I have the following UNIX statement:

#!/bin/bash
$x=$((grep ^'[a-z]' $1 | wc -l))
echo "$x"

However, I'm getting an error message relating to a missing operand whenever I try to run the script. Is there any way to assign a variable a value like so in UNIX?

EDIT:

Well, it became clear to me that grep cannot seem to examine single words, which is what I originally intended to do. Is there a UNIX command that anyone can point me to that deals with searching for a pattern in a word? I'm trying to make some unix code that can tell if a word passed to a script starts with a number. What UNIX call would be the most helpful?

Answer 1

Instead of wc you can use grep -c.

Answer 2

You don't put $ in front of the variable being assigned:

> $x=$(echo -en "1\n2\n3" | grep 3)
bash: =3: command not found
> x=$(echo -en "1\n2\n3" | grep 3)
> echo $x
3

When you write $x before $x exists, it seems to be expanded to nothing; this is why the first line is fully evaluated to just =3.

Answer 3

This should work ok

#!/bin/bash
x=$(grep ^'[a-z]' $1 | wc -l)
echo "$x"

Note that $ is not needed when assigning to variables and the extra () is not needed as well.

Answer 4

I believe your remaining problem is that $( ... ) and $(( ... )) are two very different things. The former does command substitution, which is what you want. The latter does arithmetic. Try this:

#! /bin/sh

x=$(grep -c '^[a-z]' "$1")
echo "$x"

I also don't know why you had the caret outside the single quotes; that could cause problems with some shells (where caret either does history expansion or is an alias for |), I think bash is not one of those shells but there's no reason to tempt fate.

Obligatory tangential advice: When expanding shell variables, ALWAYS put them inside double quotes, unless you specifically need word splitting to happen. (This is why I changed $1 to "$1". Without that change, your script would break if you gave it a file with a space in its name.)

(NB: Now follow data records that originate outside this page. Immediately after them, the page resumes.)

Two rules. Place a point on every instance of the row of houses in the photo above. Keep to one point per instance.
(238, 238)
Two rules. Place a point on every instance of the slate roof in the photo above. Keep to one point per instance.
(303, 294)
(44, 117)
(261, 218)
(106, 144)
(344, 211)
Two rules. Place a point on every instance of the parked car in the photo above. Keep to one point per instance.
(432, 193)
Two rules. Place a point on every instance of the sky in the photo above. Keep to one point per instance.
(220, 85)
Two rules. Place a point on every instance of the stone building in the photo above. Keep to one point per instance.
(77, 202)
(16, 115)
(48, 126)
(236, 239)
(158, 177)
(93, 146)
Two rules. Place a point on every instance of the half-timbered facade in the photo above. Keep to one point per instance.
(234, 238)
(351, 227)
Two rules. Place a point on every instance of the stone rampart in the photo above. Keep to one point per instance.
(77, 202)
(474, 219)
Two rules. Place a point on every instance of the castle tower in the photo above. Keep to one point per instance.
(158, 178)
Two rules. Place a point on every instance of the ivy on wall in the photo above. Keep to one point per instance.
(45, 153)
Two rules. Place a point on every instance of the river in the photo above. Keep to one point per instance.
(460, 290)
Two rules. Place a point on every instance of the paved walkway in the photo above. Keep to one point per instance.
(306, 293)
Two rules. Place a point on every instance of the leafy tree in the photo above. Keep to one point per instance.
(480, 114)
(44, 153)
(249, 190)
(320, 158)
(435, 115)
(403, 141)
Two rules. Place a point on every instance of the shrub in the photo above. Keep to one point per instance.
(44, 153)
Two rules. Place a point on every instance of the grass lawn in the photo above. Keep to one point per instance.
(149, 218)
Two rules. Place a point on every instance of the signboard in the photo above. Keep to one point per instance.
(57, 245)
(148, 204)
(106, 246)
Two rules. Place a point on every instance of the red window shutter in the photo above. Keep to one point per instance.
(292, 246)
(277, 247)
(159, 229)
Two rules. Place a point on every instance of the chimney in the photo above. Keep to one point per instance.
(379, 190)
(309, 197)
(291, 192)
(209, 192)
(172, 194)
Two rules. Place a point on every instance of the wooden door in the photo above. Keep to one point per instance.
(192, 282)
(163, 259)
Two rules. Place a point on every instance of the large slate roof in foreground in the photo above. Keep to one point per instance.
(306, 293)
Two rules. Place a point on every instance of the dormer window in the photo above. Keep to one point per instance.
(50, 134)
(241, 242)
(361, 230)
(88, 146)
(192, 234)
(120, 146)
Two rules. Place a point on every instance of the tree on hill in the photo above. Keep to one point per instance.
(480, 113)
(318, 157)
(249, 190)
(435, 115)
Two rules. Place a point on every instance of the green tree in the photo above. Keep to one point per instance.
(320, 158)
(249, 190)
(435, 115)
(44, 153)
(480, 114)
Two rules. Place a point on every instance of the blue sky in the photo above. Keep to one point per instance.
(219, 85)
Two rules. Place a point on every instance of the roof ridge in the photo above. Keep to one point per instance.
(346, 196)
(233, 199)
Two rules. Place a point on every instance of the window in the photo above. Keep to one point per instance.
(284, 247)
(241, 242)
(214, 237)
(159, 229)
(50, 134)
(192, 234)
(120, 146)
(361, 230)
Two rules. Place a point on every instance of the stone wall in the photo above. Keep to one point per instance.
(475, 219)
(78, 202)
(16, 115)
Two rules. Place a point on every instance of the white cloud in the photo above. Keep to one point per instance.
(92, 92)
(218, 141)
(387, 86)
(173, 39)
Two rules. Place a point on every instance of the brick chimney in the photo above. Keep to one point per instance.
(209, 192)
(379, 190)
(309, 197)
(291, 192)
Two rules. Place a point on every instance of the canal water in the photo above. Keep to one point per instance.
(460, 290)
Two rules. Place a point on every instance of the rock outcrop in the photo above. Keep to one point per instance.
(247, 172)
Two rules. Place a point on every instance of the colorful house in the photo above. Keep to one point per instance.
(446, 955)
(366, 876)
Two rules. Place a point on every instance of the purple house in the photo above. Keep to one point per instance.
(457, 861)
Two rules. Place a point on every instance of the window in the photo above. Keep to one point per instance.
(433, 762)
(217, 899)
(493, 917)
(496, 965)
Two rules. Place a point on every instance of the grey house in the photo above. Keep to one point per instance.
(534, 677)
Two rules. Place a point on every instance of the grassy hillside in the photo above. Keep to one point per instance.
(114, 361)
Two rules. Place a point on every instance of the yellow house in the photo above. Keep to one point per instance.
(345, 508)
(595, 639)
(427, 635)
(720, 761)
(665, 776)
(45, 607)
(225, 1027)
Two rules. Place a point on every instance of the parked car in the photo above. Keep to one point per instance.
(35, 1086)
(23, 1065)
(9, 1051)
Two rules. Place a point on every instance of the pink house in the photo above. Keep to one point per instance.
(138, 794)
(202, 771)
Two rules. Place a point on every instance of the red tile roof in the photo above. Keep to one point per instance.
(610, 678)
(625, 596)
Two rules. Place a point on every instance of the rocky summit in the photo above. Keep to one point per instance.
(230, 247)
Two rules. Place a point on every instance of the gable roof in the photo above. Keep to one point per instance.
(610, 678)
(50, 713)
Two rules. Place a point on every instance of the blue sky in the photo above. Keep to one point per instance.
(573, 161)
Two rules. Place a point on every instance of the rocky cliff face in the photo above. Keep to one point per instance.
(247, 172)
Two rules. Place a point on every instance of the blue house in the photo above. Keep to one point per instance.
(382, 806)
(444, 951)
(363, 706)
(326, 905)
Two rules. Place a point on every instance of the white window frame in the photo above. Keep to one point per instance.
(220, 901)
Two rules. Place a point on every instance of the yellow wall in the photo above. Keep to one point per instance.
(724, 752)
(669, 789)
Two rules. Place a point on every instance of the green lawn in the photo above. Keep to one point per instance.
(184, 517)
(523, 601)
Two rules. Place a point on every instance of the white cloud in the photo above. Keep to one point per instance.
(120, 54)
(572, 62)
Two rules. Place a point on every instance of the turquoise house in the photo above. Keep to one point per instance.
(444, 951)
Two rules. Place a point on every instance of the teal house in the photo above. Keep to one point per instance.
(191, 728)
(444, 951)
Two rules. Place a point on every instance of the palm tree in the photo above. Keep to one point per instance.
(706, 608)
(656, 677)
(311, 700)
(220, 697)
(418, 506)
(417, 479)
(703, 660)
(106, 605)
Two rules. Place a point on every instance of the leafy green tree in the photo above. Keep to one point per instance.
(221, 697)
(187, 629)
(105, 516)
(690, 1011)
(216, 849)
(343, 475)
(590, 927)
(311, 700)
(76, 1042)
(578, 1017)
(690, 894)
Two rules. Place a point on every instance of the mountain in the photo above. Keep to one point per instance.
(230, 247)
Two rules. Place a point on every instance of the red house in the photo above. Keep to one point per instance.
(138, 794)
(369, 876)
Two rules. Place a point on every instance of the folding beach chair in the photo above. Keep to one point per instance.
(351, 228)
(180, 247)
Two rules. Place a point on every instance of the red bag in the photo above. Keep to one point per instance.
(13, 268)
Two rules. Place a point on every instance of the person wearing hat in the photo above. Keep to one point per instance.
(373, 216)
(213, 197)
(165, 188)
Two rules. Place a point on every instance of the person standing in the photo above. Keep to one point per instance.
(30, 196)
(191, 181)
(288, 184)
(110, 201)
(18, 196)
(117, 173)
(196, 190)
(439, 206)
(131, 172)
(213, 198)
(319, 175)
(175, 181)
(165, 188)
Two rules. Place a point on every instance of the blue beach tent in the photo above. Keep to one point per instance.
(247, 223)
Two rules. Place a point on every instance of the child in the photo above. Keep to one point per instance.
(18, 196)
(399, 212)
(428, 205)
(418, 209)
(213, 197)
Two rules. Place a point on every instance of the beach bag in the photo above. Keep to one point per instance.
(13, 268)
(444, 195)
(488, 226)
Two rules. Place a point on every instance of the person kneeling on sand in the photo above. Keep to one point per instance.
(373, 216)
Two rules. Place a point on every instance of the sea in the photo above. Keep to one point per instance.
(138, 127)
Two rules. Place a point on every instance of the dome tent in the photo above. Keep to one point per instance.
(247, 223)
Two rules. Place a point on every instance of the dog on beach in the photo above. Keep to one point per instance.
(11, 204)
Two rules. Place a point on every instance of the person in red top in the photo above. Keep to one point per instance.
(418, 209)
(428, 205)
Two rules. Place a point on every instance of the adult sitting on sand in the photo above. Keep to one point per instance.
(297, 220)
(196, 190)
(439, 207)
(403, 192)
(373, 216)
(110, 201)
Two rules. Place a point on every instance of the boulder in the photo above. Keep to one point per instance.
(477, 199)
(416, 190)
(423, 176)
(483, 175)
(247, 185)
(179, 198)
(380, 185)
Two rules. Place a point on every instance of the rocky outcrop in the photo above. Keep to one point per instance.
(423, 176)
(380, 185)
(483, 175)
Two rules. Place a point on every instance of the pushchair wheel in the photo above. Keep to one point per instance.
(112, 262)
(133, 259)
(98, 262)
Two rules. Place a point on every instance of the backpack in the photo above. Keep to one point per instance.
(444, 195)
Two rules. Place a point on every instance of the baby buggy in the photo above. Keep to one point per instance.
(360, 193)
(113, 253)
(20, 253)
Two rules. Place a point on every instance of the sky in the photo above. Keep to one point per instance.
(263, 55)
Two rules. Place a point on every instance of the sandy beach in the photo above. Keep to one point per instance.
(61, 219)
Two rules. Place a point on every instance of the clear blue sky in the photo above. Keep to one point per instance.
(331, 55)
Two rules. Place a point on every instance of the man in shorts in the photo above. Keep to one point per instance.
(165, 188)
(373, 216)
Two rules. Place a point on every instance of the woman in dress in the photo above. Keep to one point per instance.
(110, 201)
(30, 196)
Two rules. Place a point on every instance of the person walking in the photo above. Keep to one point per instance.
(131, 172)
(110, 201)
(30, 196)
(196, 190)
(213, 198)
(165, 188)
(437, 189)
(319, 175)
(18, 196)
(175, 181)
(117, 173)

EDIT: Now you say you want to know if a word passed to a script starts with a number. By "passed to a script" I am going to assume you mean like this:

./script WORD

The easiest way to do that does not involve grep or command substitution at all:

#! /bin/sh

case "$1" in
    [0-9]*)  
        echo "Starts with a number"
    ;;
    *)
        echo "Doesn't start with a number"
    ;;
esac

Yes, the "case" syntax is gratuitously different from everything else in shell; if you want an internally consistent language, Python is waiting for you thataway. The patterns you put before each open paren are globs, not regexes. If you need a regex, you have to do something more complicated, e.g.

#! /bin/sh

if [ $(expr "$1" : '^[0-9]\{3,5\}x') -gt 0 ]; then
    echo "Starts with a three-to-five digit number followed by an x"
fi

Some people say that it is unnecessary to put quotes around the variable expansion that goes between case and in. They are technically correct but should be ignored anyway, because that's one too many warts to remember. Other people say that you can put an open parenthesis before each glob and then your editor will not get grumpy about the mismatched parentheses. I approve of editor non-grumpiness, but I don't know how portable that variation is.

Answer 5

x=$(grep '^[a-z]' "$1" | wc -l)

or just one awk command

x=$(awk '/^[a-z]/{c++}END{print c}')

Answer 6

Zack has the right approach using case. bash has more pattern matching operators:

shopt -s extglob

var="foobar"
if [[ "$var" == @([a-z]*) ]]; then
    echo "var starts with a letter"
fi

In the bash man page, read about [[ under "Compound Commands", and the "Pattern Matching" section.